The last three decades have seen the evolution of a networked global science system, sustained by sharing and collaboration and codified by journal publishing and bibliometric inclusion/exclusion, that has come to play the leading epistemic role in the natural science-based disciplines. Global science is dominated by scientists from the leading Anglophone universities and almost exclusively published in English, excluding the larger part of the world’s knowledge. However, the networked science system has encouraged the entry of new incoming countries, and production in science has become much more plural. Almost half of all science papers within the English-language science system are generated from outside the Euro-American ‘West’, not to mention the work done in other languages that is not part of the common conversation because it is not translated into the sole global language – it is treated as solely local rather than universal knowledge.

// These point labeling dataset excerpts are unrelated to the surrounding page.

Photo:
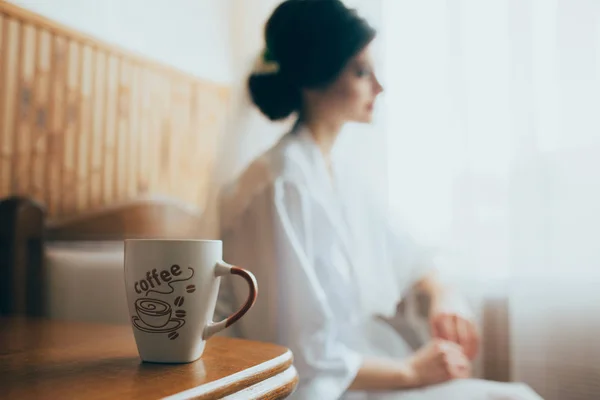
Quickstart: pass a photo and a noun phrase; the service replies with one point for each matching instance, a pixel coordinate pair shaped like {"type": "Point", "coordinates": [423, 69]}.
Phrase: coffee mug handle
{"type": "Point", "coordinates": [222, 269]}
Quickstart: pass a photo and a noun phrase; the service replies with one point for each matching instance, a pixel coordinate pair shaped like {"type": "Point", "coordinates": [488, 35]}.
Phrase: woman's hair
{"type": "Point", "coordinates": [310, 42]}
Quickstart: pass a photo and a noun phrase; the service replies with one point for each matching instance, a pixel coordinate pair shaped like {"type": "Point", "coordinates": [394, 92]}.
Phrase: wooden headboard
{"type": "Point", "coordinates": [25, 232]}
{"type": "Point", "coordinates": [85, 124]}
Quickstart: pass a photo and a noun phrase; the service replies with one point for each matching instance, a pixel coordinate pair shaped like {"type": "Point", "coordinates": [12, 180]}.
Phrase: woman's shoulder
{"type": "Point", "coordinates": [284, 164]}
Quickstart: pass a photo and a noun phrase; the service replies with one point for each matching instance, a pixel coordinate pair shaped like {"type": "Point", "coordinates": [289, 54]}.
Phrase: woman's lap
{"type": "Point", "coordinates": [464, 389]}
{"type": "Point", "coordinates": [386, 341]}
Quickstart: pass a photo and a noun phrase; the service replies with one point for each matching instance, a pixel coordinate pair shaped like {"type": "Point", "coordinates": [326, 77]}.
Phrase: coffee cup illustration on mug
{"type": "Point", "coordinates": [172, 287]}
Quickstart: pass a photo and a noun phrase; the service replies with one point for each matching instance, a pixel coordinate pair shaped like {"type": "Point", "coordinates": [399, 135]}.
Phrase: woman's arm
{"type": "Point", "coordinates": [383, 374]}
{"type": "Point", "coordinates": [449, 316]}
{"type": "Point", "coordinates": [437, 362]}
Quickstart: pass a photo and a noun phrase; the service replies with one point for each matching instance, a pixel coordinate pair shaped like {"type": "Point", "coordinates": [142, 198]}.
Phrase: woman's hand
{"type": "Point", "coordinates": [437, 362]}
{"type": "Point", "coordinates": [454, 327]}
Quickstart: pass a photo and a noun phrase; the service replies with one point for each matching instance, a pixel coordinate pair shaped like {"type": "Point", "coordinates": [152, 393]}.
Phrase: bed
{"type": "Point", "coordinates": [72, 268]}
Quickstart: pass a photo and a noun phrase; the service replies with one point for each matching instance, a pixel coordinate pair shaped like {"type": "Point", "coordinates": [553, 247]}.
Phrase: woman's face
{"type": "Point", "coordinates": [351, 97]}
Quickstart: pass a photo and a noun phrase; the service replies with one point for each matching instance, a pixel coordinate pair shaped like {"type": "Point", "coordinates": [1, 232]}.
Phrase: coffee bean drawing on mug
{"type": "Point", "coordinates": [156, 315]}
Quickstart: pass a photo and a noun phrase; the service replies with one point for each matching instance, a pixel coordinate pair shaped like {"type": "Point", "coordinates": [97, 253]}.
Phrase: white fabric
{"type": "Point", "coordinates": [84, 282]}
{"type": "Point", "coordinates": [325, 259]}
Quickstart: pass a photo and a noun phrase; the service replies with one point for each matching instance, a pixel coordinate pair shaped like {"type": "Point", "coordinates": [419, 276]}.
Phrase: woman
{"type": "Point", "coordinates": [327, 263]}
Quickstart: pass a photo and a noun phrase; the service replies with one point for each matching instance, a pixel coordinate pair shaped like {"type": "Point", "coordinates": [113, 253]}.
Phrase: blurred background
{"type": "Point", "coordinates": [486, 142]}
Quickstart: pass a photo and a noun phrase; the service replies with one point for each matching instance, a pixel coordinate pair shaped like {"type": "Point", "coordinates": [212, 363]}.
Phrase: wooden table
{"type": "Point", "coordinates": [42, 359]}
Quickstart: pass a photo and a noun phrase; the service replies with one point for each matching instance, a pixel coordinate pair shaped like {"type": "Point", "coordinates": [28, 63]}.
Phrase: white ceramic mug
{"type": "Point", "coordinates": [172, 288]}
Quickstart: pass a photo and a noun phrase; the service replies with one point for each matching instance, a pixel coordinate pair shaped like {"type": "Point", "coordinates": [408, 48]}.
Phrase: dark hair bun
{"type": "Point", "coordinates": [311, 41]}
{"type": "Point", "coordinates": [274, 95]}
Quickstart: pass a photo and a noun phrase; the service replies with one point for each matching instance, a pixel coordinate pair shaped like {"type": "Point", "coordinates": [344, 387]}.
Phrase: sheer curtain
{"type": "Point", "coordinates": [493, 154]}
{"type": "Point", "coordinates": [488, 147]}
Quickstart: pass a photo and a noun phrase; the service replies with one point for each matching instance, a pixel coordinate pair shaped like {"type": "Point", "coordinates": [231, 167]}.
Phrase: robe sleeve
{"type": "Point", "coordinates": [306, 322]}
{"type": "Point", "coordinates": [410, 260]}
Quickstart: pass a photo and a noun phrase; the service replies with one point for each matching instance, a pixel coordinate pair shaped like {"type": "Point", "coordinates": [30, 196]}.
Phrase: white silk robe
{"type": "Point", "coordinates": [326, 261]}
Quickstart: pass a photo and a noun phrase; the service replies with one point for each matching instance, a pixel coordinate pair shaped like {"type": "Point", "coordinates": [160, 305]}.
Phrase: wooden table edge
{"type": "Point", "coordinates": [277, 387]}
{"type": "Point", "coordinates": [239, 381]}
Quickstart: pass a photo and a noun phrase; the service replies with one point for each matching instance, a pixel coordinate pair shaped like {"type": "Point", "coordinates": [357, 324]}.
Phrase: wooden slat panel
{"type": "Point", "coordinates": [11, 68]}
{"type": "Point", "coordinates": [110, 133]}
{"type": "Point", "coordinates": [42, 100]}
{"type": "Point", "coordinates": [84, 124]}
{"type": "Point", "coordinates": [96, 150]}
{"type": "Point", "coordinates": [74, 112]}
{"type": "Point", "coordinates": [83, 138]}
{"type": "Point", "coordinates": [123, 130]}
{"type": "Point", "coordinates": [57, 138]}
{"type": "Point", "coordinates": [26, 113]}
{"type": "Point", "coordinates": [134, 131]}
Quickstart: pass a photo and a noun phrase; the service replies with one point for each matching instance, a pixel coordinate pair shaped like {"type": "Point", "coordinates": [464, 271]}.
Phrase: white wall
{"type": "Point", "coordinates": [193, 35]}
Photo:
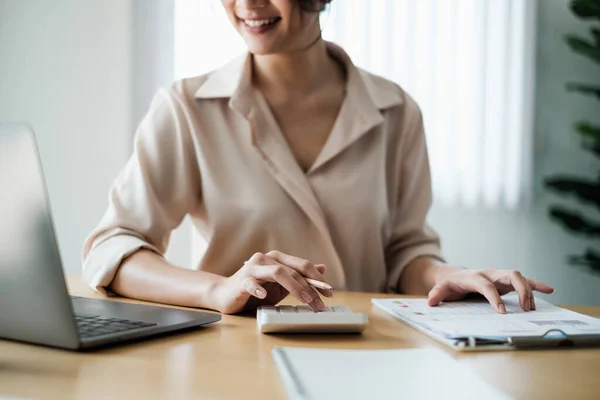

In other words, there is a fundamental lack of fit between the broad post-colonial distribution of capacity and the continuing neo-colonial structure of institutional and cultural power. There is also both ongoing tension and also synergy between the global science system and national systems and purposes. The paper summarises and critically reviews these developments, supporting its exposition with data mapping of global science. It notes that nationally centred geo-political conflict, partly powered by the tension between established and rising science powers, now threaten to disrupt the peaceful evolution of global cooperation in science. The way forward lies in the reassertion of open cooperation, within a global knowledge system reconfigured to include the full diversity of languages and cultures.